Le même type d’expériences a été réalisé sur des souris. En 2013, une expérience à a conduit à faire sentir à une souris l’odeur d’un composé chimique. Quand une souris était exposée à cette odeur, elle recevait un choc électrique. Dix jours plus tard, les souris se sont accouplées, et ainsi de suite sur deux générations successives. Dans la même situation les deuxièmes générations, alors qu’elle découvrait l’odeur chimique ont développé les mêmes réactions de stress. La même expérience a été réalisée lors d’une insémination artificielle pour éviter tout contact avec la mère, qui pourrait transmettre cette peur pendant la grossesse, même résultat. Les descendants ont réagi 200 fois plus fort que les souris témoin. Les souris ont transmis une “mémoire de la peur” à leurs héritiers. Autrement dit, l’apprentissage peut être intergénérationnelle grâce aux gènes. 

3, Qu’est-ce que cela peut changer dans la formation ? 

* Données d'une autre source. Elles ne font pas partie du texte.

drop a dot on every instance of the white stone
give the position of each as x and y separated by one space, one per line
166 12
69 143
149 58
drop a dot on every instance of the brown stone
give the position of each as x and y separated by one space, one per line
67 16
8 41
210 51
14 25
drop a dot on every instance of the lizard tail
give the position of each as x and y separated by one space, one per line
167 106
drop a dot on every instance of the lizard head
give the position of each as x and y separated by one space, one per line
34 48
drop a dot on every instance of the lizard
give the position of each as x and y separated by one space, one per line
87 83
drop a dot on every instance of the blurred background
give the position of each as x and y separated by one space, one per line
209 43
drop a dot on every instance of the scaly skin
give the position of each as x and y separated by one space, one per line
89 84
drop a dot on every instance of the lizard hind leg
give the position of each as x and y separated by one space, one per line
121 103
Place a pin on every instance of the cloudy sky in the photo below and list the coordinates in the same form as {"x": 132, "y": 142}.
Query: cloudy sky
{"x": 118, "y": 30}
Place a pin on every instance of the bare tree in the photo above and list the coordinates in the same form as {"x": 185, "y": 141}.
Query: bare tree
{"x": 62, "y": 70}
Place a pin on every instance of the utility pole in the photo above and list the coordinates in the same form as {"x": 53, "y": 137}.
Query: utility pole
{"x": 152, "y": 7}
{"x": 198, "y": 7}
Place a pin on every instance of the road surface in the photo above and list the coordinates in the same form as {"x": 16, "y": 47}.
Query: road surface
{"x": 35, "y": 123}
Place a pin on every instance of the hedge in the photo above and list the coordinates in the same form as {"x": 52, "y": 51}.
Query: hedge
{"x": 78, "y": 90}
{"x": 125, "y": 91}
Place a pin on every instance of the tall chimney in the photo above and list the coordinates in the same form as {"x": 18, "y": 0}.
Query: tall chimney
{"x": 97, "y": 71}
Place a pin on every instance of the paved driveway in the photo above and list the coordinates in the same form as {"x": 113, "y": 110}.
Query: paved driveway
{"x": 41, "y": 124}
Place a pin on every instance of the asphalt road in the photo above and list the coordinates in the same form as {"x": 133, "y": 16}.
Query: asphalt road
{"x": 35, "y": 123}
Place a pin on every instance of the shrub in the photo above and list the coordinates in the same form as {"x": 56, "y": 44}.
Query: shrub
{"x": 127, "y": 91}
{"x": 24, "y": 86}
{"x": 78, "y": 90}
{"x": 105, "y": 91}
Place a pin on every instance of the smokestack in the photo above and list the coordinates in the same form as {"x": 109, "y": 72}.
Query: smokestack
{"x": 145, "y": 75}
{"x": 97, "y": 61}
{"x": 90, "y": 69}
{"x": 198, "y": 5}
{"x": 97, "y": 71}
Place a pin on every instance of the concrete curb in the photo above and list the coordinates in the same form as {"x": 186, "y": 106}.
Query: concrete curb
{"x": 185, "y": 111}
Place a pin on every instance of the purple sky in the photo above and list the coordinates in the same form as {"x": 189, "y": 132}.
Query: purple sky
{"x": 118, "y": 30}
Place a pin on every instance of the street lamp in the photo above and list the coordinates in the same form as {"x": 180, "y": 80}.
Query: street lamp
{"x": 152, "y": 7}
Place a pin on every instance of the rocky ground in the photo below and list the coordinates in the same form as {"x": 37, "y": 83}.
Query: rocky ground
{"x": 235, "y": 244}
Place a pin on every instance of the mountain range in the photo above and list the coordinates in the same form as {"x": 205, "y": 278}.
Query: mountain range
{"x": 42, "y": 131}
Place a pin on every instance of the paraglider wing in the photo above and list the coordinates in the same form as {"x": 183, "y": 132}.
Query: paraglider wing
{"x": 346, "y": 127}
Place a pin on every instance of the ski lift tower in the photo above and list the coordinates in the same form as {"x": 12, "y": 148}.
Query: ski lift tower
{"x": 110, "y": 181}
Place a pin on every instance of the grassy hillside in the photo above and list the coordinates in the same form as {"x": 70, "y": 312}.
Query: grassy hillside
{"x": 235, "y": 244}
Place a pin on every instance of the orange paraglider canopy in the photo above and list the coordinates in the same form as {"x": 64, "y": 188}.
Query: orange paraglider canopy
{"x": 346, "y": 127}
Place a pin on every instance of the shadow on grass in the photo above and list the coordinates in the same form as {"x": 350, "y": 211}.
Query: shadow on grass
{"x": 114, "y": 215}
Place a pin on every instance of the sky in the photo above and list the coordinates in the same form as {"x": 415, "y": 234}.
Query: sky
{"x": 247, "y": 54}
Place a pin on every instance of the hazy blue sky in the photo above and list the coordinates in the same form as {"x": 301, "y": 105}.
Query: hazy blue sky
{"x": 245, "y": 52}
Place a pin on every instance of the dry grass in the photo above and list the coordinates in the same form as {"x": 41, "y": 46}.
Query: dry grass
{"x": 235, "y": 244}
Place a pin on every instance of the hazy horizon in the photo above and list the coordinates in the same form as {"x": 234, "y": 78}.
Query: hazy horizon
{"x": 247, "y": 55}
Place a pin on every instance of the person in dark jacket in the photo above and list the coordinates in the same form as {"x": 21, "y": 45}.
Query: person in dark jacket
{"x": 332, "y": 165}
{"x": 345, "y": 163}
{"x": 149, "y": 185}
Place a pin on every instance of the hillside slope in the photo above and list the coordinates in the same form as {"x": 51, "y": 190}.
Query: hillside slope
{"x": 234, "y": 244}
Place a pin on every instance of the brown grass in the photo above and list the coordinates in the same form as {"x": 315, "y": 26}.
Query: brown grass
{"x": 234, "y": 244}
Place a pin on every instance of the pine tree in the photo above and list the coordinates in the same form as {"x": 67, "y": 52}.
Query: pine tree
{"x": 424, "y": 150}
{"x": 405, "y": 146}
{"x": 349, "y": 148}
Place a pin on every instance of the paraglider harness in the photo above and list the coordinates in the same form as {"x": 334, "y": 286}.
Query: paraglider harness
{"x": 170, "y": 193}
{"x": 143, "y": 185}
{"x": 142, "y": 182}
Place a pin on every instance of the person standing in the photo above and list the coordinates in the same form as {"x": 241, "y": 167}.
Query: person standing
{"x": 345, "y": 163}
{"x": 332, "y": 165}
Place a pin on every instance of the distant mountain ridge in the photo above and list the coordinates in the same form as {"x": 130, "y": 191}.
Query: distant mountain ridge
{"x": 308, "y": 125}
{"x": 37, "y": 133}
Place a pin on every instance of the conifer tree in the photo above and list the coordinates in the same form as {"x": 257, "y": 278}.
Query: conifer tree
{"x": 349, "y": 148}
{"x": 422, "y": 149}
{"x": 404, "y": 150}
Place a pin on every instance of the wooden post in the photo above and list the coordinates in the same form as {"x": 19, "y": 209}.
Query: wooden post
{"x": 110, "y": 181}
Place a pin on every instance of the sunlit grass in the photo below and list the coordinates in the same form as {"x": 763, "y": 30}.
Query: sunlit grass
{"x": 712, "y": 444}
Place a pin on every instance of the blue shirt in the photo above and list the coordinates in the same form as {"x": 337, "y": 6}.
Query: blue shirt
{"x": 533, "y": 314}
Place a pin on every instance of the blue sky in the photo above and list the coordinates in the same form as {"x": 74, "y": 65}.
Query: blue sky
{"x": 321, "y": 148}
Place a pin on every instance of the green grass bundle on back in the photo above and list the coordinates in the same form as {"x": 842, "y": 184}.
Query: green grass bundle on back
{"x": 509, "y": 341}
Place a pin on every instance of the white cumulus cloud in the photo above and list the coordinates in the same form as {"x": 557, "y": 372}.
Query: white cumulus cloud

Une des hypothèses structurantes de la pensée formative est celle des Lumières et particulièrement celle de John Locke avec la théorie de la “table rase”, l’homme est une feuille blanche sur laquelle soit la société peut écrire son histoire, soit l’individu lui-même suivant l’idéologie à laquelle on fait référence. Et bien l’épigénèse ouvre une nouvelle voie la feuille de chaque individu n’est pas blanche, elle est écrite de l’histoire des anciens. Elle donne raison à Bernard de Chartres (12ème siècle) : “Nous sommes comme des nains assis sur des épaules de géants. Si nous voyons plus de choses et plus lointaines qu’eux, ce n’est pas à cause de la perspicacité de notre vue, ni de notre grandeur, c’est parce que nous sommes élevés par eux”. La transmission des anciens. 

Si l’on extrapole le travail de l’épigénétisme, on pourrait peut-être expliquer pourquoi non seulement la culture influence la vie des individus, mais aussi elle favorise celle des descendants. La société est inégalitaire en termes de culture et cette inégalité serait transmissible aux générations successives. D’où si l’on croit en un politique d’égalité, l’impérieuse nécessité de construire des institutions d’acquisition des connaissances et des compétences pour que génération après génération les inégalités se résorbent. La formation pour tous avec une perspective nouvelle tout au long de sa généalogie. L’apprenant n’est plus seulement comptable de ses propres apprentissages, mais aussi celui de sa descendance.  

Et c’est aussi une chance pour l’individu de regarder différemment la formation. Cela ouvre à la formation intergénérationnelle. Il ne s’agit plus de penser la formation, comme par exemple dans la théorie du capital humain, Gary Becker (1964), comme un investissement personnel avec un retour sur investissement, mais un investissement altruiste pour sa descendance enfants, petits-enfants voir plus. On pourrait parler d’investissement familial, intergénérationnel. Je m’engage pour des descendants que je ne connais pas. C’est le principe de responsabilité de Hans Jonas (1979) appliqué à sa famille pour toutes les générations futures. Au final, cela ouvre une nouvelle éthique de la formation. 

La formation est un apprentissage socialisé, autrement dit, c’est une construction sociale. L’épigénisme est une révolution scientifique, reste à savoir ce que le social veut en faire… et comment elle peut le transformer ou non en révolution formative. Ce qui semble intéressant, c’est la montée en puissance dans la société de l’éthique intergénérationnelle… et l’épigénétique pourrait être un débouché pour une révolution formative, sur un mécanisme que certains auteurs ont illustré, comme Thomas Khun avec la structure des révolutions scientifiques (1962). La société a la formation qu’elle mérite.